Mi novio, ahora mi esposo, viste smoking, y se le ve la cara bien rasurada, brillante casi marmórea. Ambas familias lucen contentas, gratas con la unión, se encuentran enorgullecidas de que los novios hayan tomado la decisión correcta. Estoy contenta. Mis primos vienen a saludarme y felicitarme y veo que mi ex novio me esta viendo desde una mesa.

Veo que de repente entra mucha gente por la puerta y se empiezan a escuchar muchos ruidos.

1.- El ex novio mala leche

Llegaron los payasos, los guarros desenfundan, triple play con background de una cumbia que se extingue, se escuchan voces, carros, frenazos, se siente vibra pesada, aire de pólvora y por fin llegó el final, pensaran que ya nos tocó atorarle a la matraca.

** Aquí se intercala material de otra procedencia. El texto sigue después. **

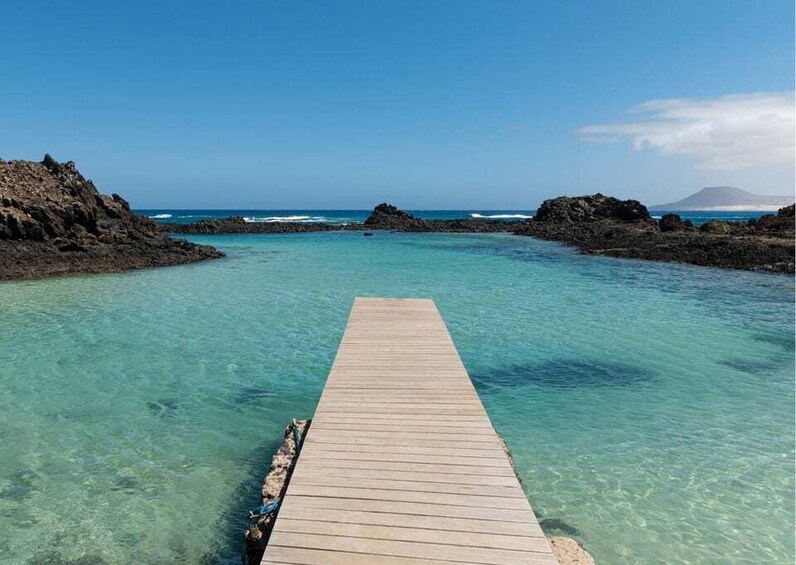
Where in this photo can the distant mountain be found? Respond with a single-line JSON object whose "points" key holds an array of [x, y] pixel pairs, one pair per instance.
{"points": [[727, 198]]}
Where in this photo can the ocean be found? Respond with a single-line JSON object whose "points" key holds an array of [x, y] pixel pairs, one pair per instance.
{"points": [[351, 216], [648, 406]]}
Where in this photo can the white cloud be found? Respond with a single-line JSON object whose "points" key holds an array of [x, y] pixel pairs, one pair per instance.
{"points": [[724, 134]]}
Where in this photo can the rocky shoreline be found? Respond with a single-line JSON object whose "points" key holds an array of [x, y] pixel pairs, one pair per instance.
{"points": [[601, 225], [53, 221], [596, 225]]}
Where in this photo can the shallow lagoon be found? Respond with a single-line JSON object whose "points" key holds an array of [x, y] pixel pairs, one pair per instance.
{"points": [[649, 406]]}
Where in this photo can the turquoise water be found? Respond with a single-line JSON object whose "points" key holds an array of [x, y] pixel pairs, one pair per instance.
{"points": [[349, 216], [649, 407]]}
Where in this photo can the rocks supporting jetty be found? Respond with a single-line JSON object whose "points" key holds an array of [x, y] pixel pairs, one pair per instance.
{"points": [[54, 221], [255, 539]]}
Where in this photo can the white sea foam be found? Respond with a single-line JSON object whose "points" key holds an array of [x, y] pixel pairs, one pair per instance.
{"points": [[278, 219], [500, 216]]}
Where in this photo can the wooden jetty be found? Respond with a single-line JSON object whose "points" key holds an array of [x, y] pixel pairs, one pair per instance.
{"points": [[401, 465]]}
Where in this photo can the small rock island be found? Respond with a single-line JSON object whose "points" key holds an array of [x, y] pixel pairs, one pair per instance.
{"points": [[54, 221]]}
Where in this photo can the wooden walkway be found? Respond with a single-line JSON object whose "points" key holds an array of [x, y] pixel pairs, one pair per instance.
{"points": [[401, 465]]}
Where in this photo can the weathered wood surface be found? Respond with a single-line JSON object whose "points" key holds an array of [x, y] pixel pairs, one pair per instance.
{"points": [[401, 464]]}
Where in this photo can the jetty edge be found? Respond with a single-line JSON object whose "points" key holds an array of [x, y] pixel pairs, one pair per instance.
{"points": [[401, 462]]}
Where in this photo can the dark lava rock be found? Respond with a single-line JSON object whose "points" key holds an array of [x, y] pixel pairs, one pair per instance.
{"points": [[388, 217], [673, 222], [716, 227], [763, 245], [579, 209], [54, 221]]}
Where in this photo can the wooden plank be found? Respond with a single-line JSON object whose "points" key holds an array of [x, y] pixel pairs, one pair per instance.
{"points": [[436, 523], [401, 464], [405, 549], [407, 533]]}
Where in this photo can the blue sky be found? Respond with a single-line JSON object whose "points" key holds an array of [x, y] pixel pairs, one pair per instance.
{"points": [[427, 104]]}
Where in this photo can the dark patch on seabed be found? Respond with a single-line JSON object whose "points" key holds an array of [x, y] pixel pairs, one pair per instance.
{"points": [[765, 367], [22, 486], [555, 526], [164, 408], [784, 340], [564, 374], [50, 557], [253, 394]]}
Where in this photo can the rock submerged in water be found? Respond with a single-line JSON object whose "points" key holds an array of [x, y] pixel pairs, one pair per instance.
{"points": [[673, 222], [570, 552], [54, 221], [388, 217]]}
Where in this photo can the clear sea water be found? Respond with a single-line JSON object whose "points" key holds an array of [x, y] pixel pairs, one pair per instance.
{"points": [[349, 216], [649, 406]]}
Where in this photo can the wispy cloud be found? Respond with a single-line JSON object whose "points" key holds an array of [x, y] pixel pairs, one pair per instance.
{"points": [[727, 133]]}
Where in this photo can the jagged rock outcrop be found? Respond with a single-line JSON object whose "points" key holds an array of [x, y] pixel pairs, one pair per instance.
{"points": [[54, 221], [388, 217], [673, 222], [600, 225], [595, 208]]}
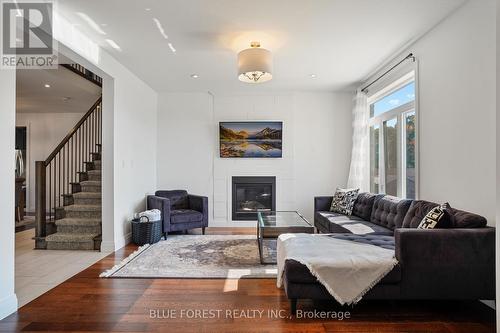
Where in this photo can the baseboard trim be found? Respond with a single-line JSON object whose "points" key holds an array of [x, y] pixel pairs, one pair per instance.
{"points": [[108, 246], [8, 305], [489, 303]]}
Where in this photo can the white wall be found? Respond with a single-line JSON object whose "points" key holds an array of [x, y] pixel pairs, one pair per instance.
{"points": [[456, 85], [316, 146], [498, 162], [8, 299], [45, 132]]}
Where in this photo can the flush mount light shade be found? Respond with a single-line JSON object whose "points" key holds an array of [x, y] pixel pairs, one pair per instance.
{"points": [[255, 65]]}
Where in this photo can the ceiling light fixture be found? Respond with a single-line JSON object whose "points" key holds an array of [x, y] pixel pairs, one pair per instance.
{"points": [[172, 48], [255, 65]]}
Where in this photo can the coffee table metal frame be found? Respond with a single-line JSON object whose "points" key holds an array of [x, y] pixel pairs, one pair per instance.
{"points": [[272, 232]]}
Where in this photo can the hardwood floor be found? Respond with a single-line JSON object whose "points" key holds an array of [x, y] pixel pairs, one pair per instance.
{"points": [[86, 302]]}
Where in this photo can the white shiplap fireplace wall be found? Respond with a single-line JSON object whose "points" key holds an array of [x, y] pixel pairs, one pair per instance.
{"points": [[316, 147], [276, 107]]}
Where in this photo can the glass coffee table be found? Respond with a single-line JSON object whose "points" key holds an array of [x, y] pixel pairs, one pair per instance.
{"points": [[271, 224]]}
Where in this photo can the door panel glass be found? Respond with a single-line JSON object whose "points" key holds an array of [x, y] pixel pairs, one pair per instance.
{"points": [[410, 134], [399, 97], [374, 159], [391, 156]]}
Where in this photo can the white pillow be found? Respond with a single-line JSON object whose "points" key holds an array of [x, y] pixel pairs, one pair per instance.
{"points": [[343, 200]]}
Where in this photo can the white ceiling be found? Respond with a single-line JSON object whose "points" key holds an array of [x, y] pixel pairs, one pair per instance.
{"points": [[33, 96], [341, 41]]}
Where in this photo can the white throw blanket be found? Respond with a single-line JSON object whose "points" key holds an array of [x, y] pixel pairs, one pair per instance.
{"points": [[347, 269]]}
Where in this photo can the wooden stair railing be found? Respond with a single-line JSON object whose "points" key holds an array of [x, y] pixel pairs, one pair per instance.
{"points": [[55, 175]]}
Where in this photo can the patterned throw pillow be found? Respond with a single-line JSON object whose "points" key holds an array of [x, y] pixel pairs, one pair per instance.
{"points": [[437, 217], [343, 200]]}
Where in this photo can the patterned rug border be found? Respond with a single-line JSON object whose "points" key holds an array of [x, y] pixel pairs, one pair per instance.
{"points": [[110, 273]]}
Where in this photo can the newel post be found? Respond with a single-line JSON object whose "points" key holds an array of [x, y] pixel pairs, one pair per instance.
{"points": [[40, 205]]}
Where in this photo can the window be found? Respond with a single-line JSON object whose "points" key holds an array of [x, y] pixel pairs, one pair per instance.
{"points": [[393, 139]]}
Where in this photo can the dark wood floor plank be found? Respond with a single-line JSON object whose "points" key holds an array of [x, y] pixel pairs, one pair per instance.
{"points": [[88, 303]]}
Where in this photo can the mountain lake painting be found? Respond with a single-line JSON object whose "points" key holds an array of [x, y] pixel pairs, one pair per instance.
{"points": [[251, 139]]}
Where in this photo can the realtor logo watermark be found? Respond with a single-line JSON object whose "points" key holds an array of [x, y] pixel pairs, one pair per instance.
{"points": [[27, 41]]}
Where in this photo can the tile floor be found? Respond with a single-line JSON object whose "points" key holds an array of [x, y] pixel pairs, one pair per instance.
{"points": [[38, 271]]}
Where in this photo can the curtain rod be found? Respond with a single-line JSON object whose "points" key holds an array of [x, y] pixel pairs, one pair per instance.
{"points": [[409, 56]]}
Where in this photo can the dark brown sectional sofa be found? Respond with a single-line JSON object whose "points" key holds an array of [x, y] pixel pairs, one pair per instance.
{"points": [[457, 262]]}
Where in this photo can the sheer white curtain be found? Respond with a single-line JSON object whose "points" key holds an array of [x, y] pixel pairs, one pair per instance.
{"points": [[359, 170]]}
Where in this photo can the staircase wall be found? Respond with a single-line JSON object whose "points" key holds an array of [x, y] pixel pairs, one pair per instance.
{"points": [[8, 300], [45, 132]]}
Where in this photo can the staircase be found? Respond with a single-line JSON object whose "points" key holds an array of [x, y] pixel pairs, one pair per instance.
{"points": [[78, 221], [68, 189]]}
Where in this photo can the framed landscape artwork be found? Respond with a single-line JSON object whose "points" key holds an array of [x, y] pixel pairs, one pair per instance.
{"points": [[259, 139]]}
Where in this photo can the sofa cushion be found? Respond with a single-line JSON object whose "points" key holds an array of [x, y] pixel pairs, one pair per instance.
{"points": [[389, 211], [343, 200], [364, 205], [178, 198], [339, 223], [185, 216], [462, 219], [458, 219]]}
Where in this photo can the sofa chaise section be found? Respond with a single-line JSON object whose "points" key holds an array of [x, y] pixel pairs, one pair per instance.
{"points": [[457, 262]]}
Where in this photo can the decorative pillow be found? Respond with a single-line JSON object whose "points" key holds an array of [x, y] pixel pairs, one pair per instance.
{"points": [[343, 201], [437, 217]]}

Hay narcos en la puerta mientras yo traigo tos de cigarro, de esa tímida y apretujada: tos de rico, que los pobres señores, los pobres tosen con todo y flema. Se escuchan gritos, en la selva, se escuchan gritos, son las almas del latino son los gritos de gente. Son los gritos de la gente que me aturden: desenfunden, apunten, mirada asesina, estornudo y hago shot. Hago bull´s eye justo en el blanco y mató a uno de los que venían entrando por la puerta. Mi ex novia, ahora la novia, tiene la mente en blanco. El novio hace cara de chorizo, así como pensando que todo es culpa de los primos narcos de su nueva esposa.